In 2000, Bill (not Peter) Bernstein published his first book, The Intelligent Asset Allocator. It yanked away the punch bowl from the New Era's party. While other investment publications (most notably, the best-seller Dow 36,000) advocated euphoria and heavy doses of then-popular growth stocks, The Intelligent Asset Allocator preached the unfashionable virtues of diversification, caution, and contrarianism. Among its recommendations were REITs and gold stocks. It was, in short, a hopeless cause--the rare investment tome that sold what would succeed, rather than what had already thrived. Obscurity beckoned.

This summer, Bernstein published a sequel: Rational Expectations: Asset Allocation for Investing Adults. Much of the material--the basics of Modern Portfolio Theory, asset allocation, and the efficient-market hypothesis--is familiar, although freshly presented. The changes interested me most, however. They addressed my favorite investment question (typically aimed at fund managers, but applicable to authors as well): What have you learned since you started in the business?

Bernstein writes, "As Warren Buffett famously observed, investing is not a game in which the person with an IQ of 160 beats the person with an IQ of 130. Rather, it's a game best played by those with a broad set of skills that are rich not only in quantitative ability but also in deep historical knowledge, all deployed with Asperger's-like emotional detachment."

In fact, continues Bernstein, being extremely bright and technically accomplished can actually be detrimental to investment performance. As with prom queens, who overstate the importance of beauty, the quantitatively adept will sometimes overestimate the value of their own gifts. The geniuses at Long-Term Capital Management, for example, had rather too much faith in their ability to outsmart the marketplace and rather too little recognition of the possibility that they might be wrong. Bernstein suspects that many of his readers may fit a similar profile and pleads with them to "fill in what may be the shallow areas ... a working knowledge of financial history and a healthy dollop of self-awareness about [their] discipline under fire."

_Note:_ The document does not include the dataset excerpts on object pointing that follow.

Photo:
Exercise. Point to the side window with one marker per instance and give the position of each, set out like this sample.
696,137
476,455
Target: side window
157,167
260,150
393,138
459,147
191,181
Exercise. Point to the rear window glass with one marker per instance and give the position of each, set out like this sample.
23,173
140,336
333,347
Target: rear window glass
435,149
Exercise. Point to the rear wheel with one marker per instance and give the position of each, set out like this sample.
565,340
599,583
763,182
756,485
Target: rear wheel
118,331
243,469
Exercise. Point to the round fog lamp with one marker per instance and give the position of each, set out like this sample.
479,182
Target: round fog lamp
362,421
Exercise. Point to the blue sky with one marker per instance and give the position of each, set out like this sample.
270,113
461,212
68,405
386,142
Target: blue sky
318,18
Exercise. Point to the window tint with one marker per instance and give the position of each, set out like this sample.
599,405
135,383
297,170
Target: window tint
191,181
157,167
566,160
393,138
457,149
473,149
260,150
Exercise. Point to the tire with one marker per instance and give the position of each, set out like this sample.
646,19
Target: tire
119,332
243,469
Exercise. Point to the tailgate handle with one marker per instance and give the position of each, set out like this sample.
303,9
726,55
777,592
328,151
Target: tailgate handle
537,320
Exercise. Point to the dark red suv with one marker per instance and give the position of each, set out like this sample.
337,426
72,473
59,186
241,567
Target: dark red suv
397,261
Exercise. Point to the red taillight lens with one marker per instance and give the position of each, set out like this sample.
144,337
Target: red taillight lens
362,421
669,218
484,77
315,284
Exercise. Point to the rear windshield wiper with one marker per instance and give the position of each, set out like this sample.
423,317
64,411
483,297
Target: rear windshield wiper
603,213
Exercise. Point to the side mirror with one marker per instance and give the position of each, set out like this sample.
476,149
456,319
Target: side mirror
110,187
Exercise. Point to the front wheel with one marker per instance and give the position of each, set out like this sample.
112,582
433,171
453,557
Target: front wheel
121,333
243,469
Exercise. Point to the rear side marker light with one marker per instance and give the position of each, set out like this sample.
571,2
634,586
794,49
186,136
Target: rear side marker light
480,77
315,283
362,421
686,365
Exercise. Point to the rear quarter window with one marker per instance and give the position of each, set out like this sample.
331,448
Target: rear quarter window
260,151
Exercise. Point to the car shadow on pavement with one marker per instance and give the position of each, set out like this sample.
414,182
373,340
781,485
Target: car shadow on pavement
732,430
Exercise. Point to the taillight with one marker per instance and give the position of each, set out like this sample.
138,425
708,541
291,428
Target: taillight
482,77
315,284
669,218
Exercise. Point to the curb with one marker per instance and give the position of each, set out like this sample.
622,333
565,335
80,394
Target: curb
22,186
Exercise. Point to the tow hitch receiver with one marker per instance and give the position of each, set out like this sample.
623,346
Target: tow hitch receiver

Put another way, a powerful mindset is at least as important for investing success as is a powerful mind. This realization did not come immediately to Bernstein because the mindset came naturally to him. He was willing to follow what the data suggested, regardless of how his actions looked to others, and regardless of whether the market seemed to agree--even if the market's disagreed for several years. (As with other contrarians, Bernstein spent much of the late 1990s doubling down on losing value stocks, and looking ever more foolish in doing so.)

Most people, however, are wired differently. In Rational Expectations, Bernstein painstakingly explains what was mostly implicit in his first book: Emotions destroy investment performance. Somehow, some way, investors must suppress them. The suppression might come from the blessing of nature; from ongoing investment education; through shielding mechanisms such as holding a blind trust; or, most commonly, by cutting back on stocks and holding a lower-volatility asset allocation. One way or another, though, it needs to happen.

Paradoxically, writes Bernstein, the task is hardest for people who are otherwise admirable. He states, "The most emotionally intelligent and empathetic people I know tend to be the worst investors. After all, the very definition of 'empathy' is to feel the emotions of others, which is deadly in investing." Bernstein relays the story of hospital patients who have brain lesions that disconnect their sense of fear; in investment simulations, those patients handily outperform the general population. For most people, investing successfully is a deeply unnatural act.